In the U.S., 31 percent see the economic situation as good, up from 20 percent in 2008, according to the survey in 21 countries. A median of 16 percent of Europeans said their economy is performing well, including only 2 percent of Greeks, and 6 percent of those in Italy and Spain.
Economic attitudes have been hurt in most of the world following the U.S. recession, which ended in June 2009, and the European crisis, the research organization said. U.S. unemployment was 8.2 percent last month and has exceeded 8 percent since February 2009, the longest such stretch since monthly records began in 1948.
“The economic mood is exceedingly glum all around the world,” the report said. “In the wake of four years of economic turmoil around the world and political upheaval in a number of nations, very few people are satisfied with the way things are going in their country.”
Views on the economy may play a central role in the President Barack Obama’s campaign for re-election. Obama said after the employment report July 6 that adding jobs was “a step in the right direction” while the economy needs to grow “even faster.” Republican presidential candidate Mitt Romney called the unemployment report “another kick in the gut.”
A median of 27 percent of people think their national economy is doing well, according to the survey. That was led by China and Germany, where 83 percent and 73 percent, respectively, perceive a good national situation. Brazil and Turkey were the only other nations where most people were upbeat, Pew said.
Support for capitalism also declined.
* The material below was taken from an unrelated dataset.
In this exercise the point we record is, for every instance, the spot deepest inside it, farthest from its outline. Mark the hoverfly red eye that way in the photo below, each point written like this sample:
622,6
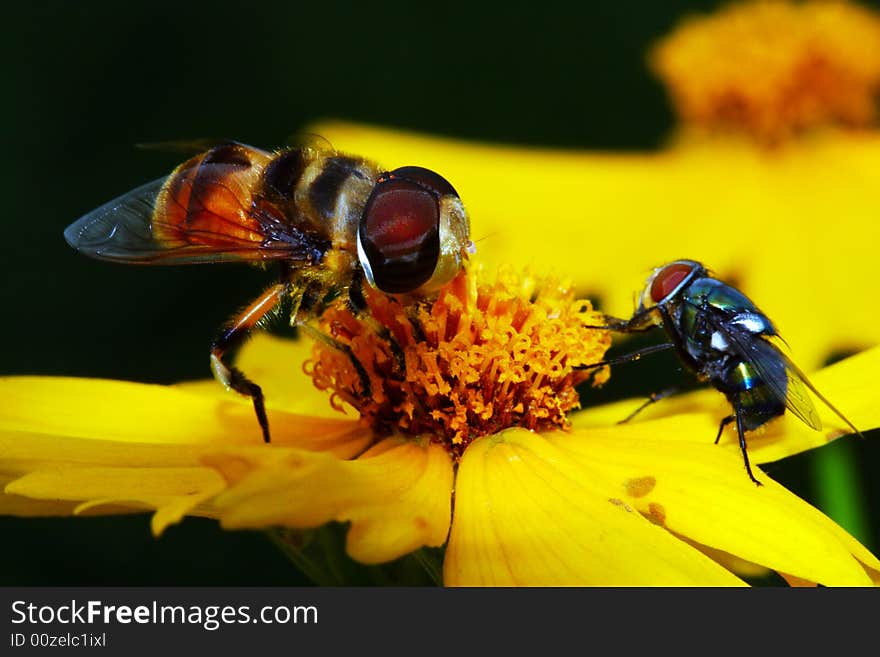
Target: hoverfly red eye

Sixty-seven percent in the U.S. agreed most people are better off in a free-market economy even though some people are rich and some poor, down from 76 percent in 2009. Declines of 10 percentage points or more since 2007 occurred in Italy, Spain, Poland, the U.K., Lebanon, Pakistan and Japan among 21 nations surveyed, Pew said.
The survey was based on telephone and face-to-face interviews conducted under the direction of Princeton Survey Research Associates International. Results were based on national samples except in China, where there was “disproportional sampling of the urban population,” Pew said. The U.S. survey included 1,011 people and had a margin of error of 3.5 percentage points, Pew said.